The Covenant name was adopted Nov. 16 at a meeting in Woodstock, Va. A Facebook post identifies key principles: full affirmation of biblical authority, sanctity of marriage as expressed in Genesis 2 and Matthew 19, sanctity of human life from conception, and New Testament ideals and practices held by the Brethren since 1708.

Denomination’s response

The Church of the Brethren Leadership Team, chaired by general secretary David Steele, issued a response to the Nov. 16 meeting stating that organizing a separation movement and fostering division is not a path forward.

The Leadership Team encouraged continuing conversations and discerning together changes that may be needed. It urged that differences be addressed together through study and discernment of Scripture, prayer and putting trust in the Holy Spirit.

“Of particular concern to the Leadership Team is that some Church of the Brethren ministers, district leaders and Standing Committee delegates are leading, participating and recruiting in this separation movement while continuing to serve in current Church of the Breth­ren positions of leadership,” the team wrote.

“It is our conviction that any initiative or action by Church of the Brethren leaders planning and promoting division in the church calls into question the ministerial conduct of those credentialed leaders.”

Steele said in a Jan. 16 interview his goal is to continue in conversation with the group.

“Our end goal is unity,” he said. “We recognize there are differences and diversity, . . . but part of who we are is we work at studying Scripture together to really discern the voice of God in the midst of that diversity.”

Unity-building efforts include the Compelling Vision process, which spanned nearly three years, compiling more than 70 conversations in districts across the country in a vision statement released being released the last week of January.

Steele said the Compelling Vision was not intended to address sexuality but to “move the conversation above that to matters of faith and Scripture” and God’s call.

“We [differ] where we understand the Compelling Vision process fell short,” he said. “In my belief, it doesn’t fall short, because it does exactly what it set out to do.”

A proposed statement

Duling said Covenant Brethren Church has resisted aggressive recruiting, but he does answer people’s questions when they contact him, which isn’t the same as campaigning.

Covenant has scheduled a meeting Feb. 1 to review a proposed statement of faith and bylaws, followed by a meeting in May to share the documents with interested people.

Although he isn’t willing to estimate the number of Brethren churches and members interested in Covenant membership, Duling is looking for a venue for the May meeting that can accommodate 500 to 1,000 people.

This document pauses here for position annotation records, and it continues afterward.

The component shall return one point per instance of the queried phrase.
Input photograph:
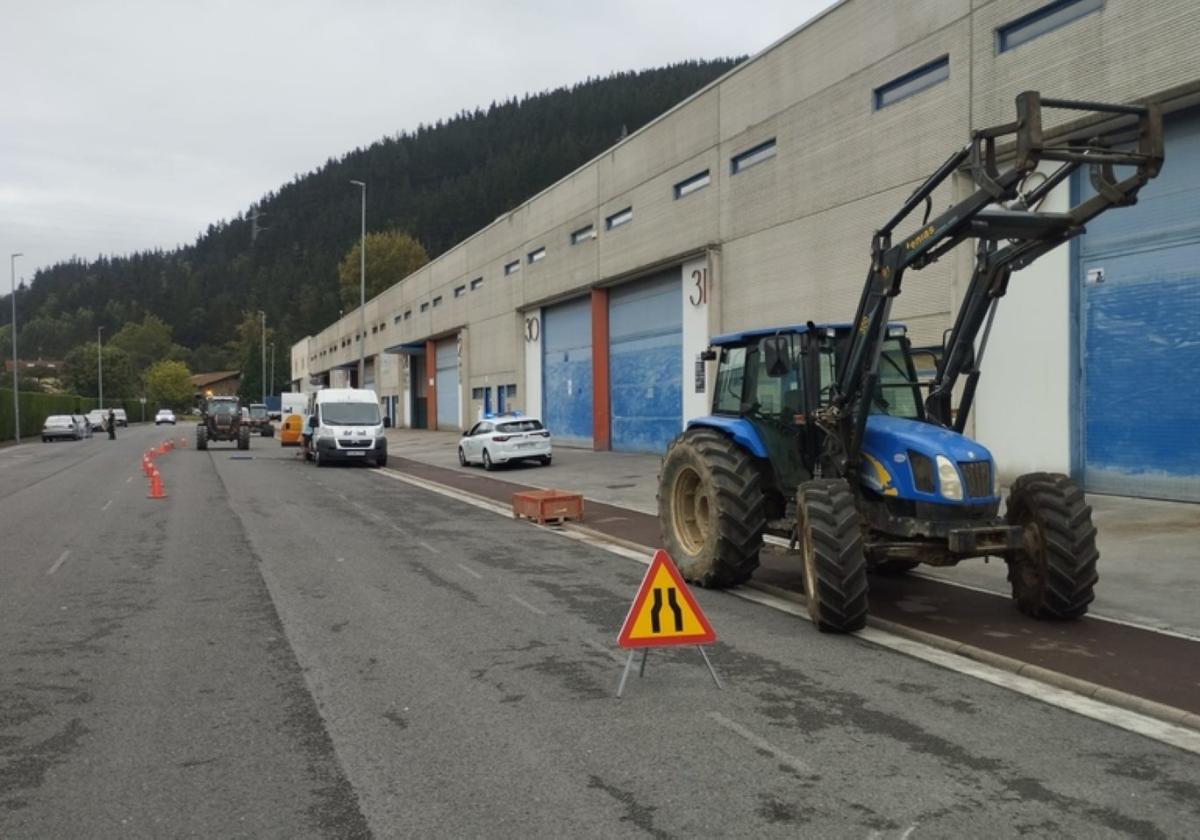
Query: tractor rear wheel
(832, 550)
(711, 509)
(1054, 573)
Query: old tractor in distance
(221, 420)
(826, 435)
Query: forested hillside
(439, 184)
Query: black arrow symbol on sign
(655, 624)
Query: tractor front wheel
(832, 549)
(1054, 571)
(711, 509)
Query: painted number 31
(700, 297)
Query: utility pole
(263, 316)
(363, 288)
(16, 394)
(100, 366)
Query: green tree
(147, 342)
(81, 375)
(391, 256)
(169, 385)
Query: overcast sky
(129, 125)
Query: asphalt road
(283, 651)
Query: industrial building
(753, 203)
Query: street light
(16, 397)
(100, 367)
(363, 288)
(263, 316)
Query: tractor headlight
(948, 479)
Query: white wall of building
(1023, 403)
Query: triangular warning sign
(664, 611)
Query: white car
(503, 439)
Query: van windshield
(351, 414)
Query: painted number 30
(700, 297)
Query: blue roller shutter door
(567, 371)
(1139, 279)
(646, 363)
(448, 383)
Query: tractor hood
(893, 451)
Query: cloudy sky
(129, 125)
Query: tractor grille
(978, 475)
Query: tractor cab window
(898, 394)
(730, 381)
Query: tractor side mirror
(777, 355)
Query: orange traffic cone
(156, 486)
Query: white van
(345, 424)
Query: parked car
(504, 439)
(60, 427)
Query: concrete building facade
(754, 202)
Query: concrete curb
(1168, 714)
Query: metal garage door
(646, 363)
(567, 371)
(448, 383)
(1139, 273)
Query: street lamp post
(100, 366)
(16, 395)
(363, 288)
(263, 316)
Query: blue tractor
(847, 442)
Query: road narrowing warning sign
(664, 612)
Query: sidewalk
(1150, 551)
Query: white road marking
(63, 558)
(527, 605)
(784, 757)
(1151, 727)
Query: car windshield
(351, 413)
(520, 426)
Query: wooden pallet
(547, 505)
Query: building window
(912, 83)
(763, 151)
(1045, 19)
(618, 219)
(690, 185)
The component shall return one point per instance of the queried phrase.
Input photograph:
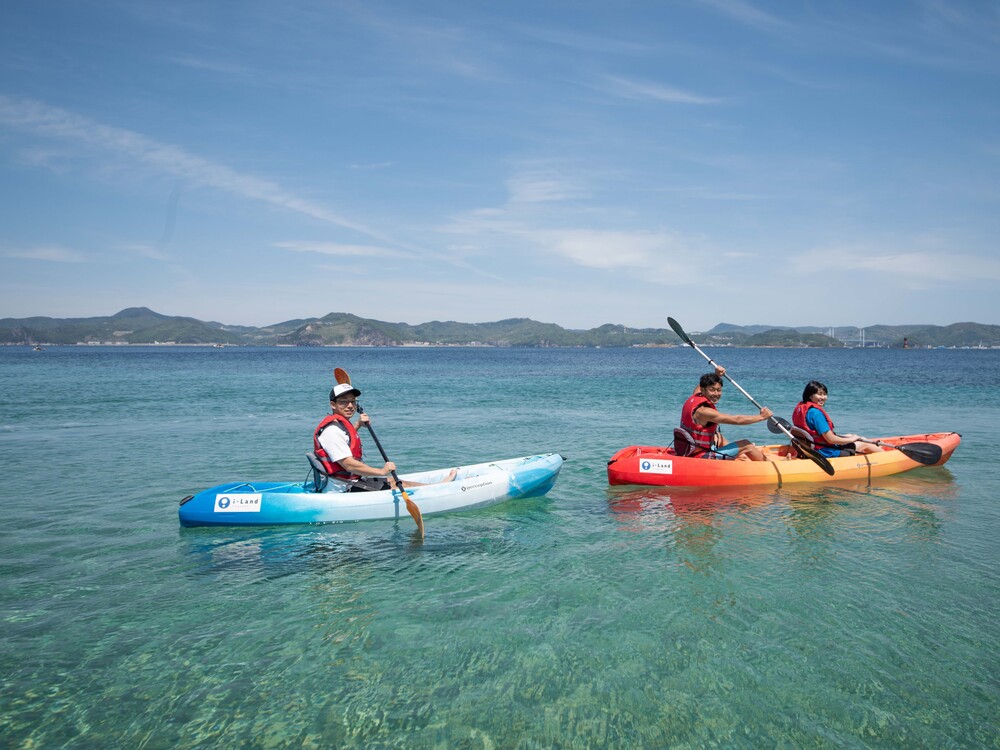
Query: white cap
(341, 388)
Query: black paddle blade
(927, 454)
(817, 458)
(680, 331)
(775, 425)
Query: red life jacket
(799, 420)
(333, 468)
(704, 436)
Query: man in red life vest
(337, 445)
(701, 419)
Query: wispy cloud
(147, 251)
(925, 267)
(43, 120)
(748, 14)
(333, 248)
(49, 253)
(544, 187)
(638, 90)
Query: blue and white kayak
(475, 486)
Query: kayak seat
(803, 435)
(684, 444)
(320, 477)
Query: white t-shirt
(337, 446)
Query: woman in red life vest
(812, 417)
(337, 445)
(700, 417)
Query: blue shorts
(727, 451)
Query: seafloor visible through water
(839, 616)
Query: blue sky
(790, 163)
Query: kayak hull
(661, 467)
(271, 503)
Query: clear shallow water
(815, 616)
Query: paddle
(342, 377)
(818, 458)
(927, 454)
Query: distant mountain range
(140, 325)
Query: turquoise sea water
(816, 616)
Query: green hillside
(140, 325)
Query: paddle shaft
(418, 518)
(812, 454)
(380, 448)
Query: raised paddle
(342, 377)
(818, 458)
(927, 454)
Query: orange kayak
(660, 466)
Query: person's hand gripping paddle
(927, 454)
(806, 450)
(343, 377)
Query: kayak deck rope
(777, 471)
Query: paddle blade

“I have a lot of questions and a lot of interest from across the country, not just my district in the East,” he said. “We had people come [to meetings this fall] from Kansas and Pacific Northwest. It’s nationwide interest.”

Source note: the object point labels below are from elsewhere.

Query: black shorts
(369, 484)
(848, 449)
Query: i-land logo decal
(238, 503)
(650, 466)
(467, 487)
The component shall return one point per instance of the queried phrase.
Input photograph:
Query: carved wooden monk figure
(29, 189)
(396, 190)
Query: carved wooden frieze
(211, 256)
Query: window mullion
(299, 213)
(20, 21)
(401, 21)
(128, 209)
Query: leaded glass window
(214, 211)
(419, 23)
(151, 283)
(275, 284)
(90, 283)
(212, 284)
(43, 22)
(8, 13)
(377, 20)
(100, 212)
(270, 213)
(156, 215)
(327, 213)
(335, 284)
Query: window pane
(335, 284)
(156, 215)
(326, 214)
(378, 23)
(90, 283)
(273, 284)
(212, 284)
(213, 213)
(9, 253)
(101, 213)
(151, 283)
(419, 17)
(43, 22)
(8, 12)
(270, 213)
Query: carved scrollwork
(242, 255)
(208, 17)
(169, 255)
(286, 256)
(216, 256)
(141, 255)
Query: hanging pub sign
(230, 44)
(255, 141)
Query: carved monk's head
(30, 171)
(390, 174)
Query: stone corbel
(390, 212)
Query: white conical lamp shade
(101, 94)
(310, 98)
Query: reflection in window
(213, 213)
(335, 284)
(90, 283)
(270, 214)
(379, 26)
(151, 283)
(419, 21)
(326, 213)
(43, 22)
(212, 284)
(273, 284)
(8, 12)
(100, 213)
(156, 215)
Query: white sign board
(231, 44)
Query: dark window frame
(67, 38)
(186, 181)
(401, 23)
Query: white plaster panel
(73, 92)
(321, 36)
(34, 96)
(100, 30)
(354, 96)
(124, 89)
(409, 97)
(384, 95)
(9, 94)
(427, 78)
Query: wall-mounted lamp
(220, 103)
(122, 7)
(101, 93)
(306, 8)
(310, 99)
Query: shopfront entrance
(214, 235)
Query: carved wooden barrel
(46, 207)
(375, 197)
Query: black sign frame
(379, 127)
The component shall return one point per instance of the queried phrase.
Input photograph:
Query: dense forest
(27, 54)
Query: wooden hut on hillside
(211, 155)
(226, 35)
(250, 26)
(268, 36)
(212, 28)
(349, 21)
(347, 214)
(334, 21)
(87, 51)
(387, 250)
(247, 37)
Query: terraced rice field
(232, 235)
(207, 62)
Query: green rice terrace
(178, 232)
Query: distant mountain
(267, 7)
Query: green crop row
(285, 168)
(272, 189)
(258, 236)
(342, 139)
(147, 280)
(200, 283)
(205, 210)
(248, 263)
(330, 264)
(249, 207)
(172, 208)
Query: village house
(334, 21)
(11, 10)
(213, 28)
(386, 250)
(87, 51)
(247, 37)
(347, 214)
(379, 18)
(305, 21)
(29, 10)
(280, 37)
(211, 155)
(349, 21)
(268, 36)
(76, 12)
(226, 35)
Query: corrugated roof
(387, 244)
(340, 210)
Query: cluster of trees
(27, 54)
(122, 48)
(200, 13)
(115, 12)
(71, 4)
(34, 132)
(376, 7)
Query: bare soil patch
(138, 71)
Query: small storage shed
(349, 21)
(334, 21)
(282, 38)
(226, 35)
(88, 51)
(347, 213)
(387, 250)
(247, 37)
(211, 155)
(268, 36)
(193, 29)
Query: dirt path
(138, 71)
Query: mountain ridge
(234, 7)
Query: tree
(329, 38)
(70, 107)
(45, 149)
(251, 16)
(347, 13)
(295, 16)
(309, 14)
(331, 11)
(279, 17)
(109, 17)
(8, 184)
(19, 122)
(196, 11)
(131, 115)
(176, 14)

The temporary Executive Board is considering the possibility of dual affiliation for churches that want to stay with the denomination.

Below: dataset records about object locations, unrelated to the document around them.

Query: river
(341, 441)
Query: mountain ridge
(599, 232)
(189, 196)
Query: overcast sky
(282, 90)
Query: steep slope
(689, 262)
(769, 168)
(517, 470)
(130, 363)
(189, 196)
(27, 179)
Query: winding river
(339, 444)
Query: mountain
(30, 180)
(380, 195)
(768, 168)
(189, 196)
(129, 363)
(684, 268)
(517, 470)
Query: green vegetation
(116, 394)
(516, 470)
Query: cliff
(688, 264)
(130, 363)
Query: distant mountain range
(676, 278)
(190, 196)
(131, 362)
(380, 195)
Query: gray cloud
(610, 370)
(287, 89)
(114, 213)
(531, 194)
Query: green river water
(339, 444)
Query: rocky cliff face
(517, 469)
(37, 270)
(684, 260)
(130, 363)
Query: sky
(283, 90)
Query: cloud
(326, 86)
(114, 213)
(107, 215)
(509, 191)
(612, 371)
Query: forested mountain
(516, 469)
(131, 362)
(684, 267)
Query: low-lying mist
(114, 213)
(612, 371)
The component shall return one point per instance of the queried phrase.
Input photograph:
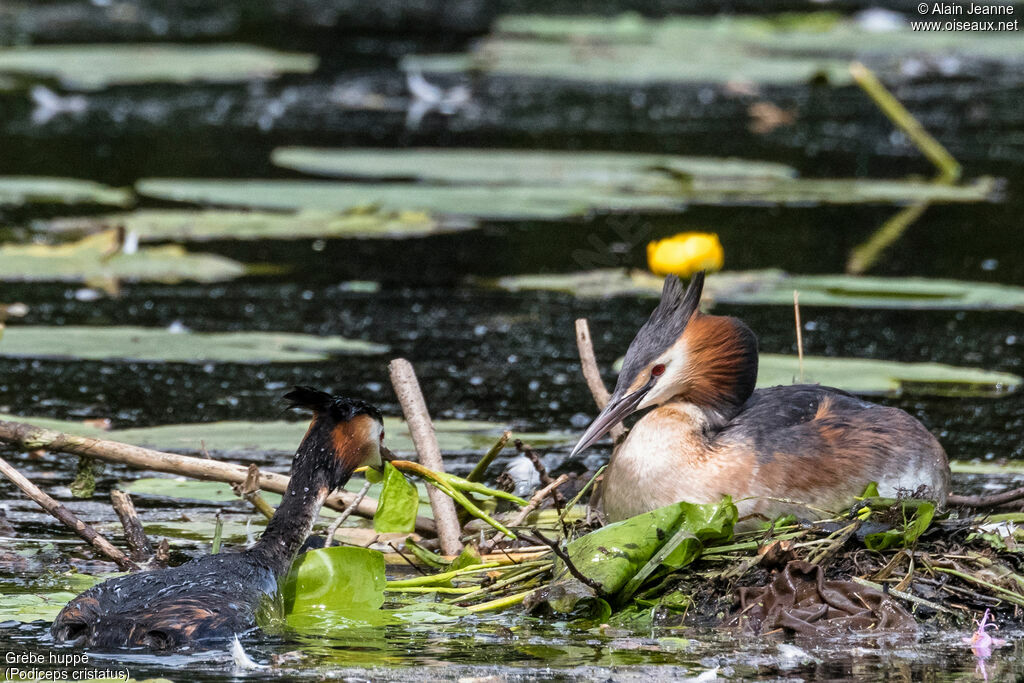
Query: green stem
(488, 457)
(500, 603)
(441, 578)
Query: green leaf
(522, 202)
(20, 189)
(775, 288)
(342, 581)
(160, 345)
(96, 67)
(97, 259)
(190, 225)
(522, 167)
(907, 535)
(397, 505)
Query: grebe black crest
(213, 598)
(710, 433)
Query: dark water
(511, 357)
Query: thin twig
(85, 531)
(139, 546)
(336, 524)
(592, 374)
(564, 557)
(32, 437)
(990, 501)
(414, 407)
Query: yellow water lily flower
(685, 254)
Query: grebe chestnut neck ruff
(710, 433)
(215, 597)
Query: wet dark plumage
(216, 597)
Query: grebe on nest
(711, 433)
(217, 596)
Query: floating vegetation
(100, 259)
(158, 224)
(775, 287)
(161, 345)
(96, 67)
(521, 167)
(720, 49)
(280, 437)
(22, 189)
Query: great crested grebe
(711, 433)
(217, 596)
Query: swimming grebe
(217, 596)
(711, 433)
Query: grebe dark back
(711, 433)
(217, 596)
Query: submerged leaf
(335, 580)
(160, 345)
(775, 287)
(95, 67)
(16, 190)
(98, 258)
(187, 225)
(397, 505)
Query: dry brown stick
(249, 491)
(65, 515)
(592, 374)
(990, 501)
(336, 524)
(414, 407)
(31, 437)
(138, 543)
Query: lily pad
(397, 505)
(505, 167)
(160, 345)
(16, 190)
(883, 378)
(521, 202)
(282, 437)
(97, 259)
(96, 67)
(632, 49)
(335, 580)
(775, 287)
(157, 224)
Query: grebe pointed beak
(616, 411)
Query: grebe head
(709, 360)
(344, 434)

There is also openness to the possibility the Holy Spirit might still bring a miracle.

“It was with a humble spirit and hurting hearts that people have spoken,” Duling said. “I love my church. I hope and pray that there’s a miraculous healing . . . that hasn’t been present in the 40 years we’ve been trying to find our way around this huge ­divisive issue. I hope and pray God will heal the Church of the Brethren, because I really don’t want to do this.”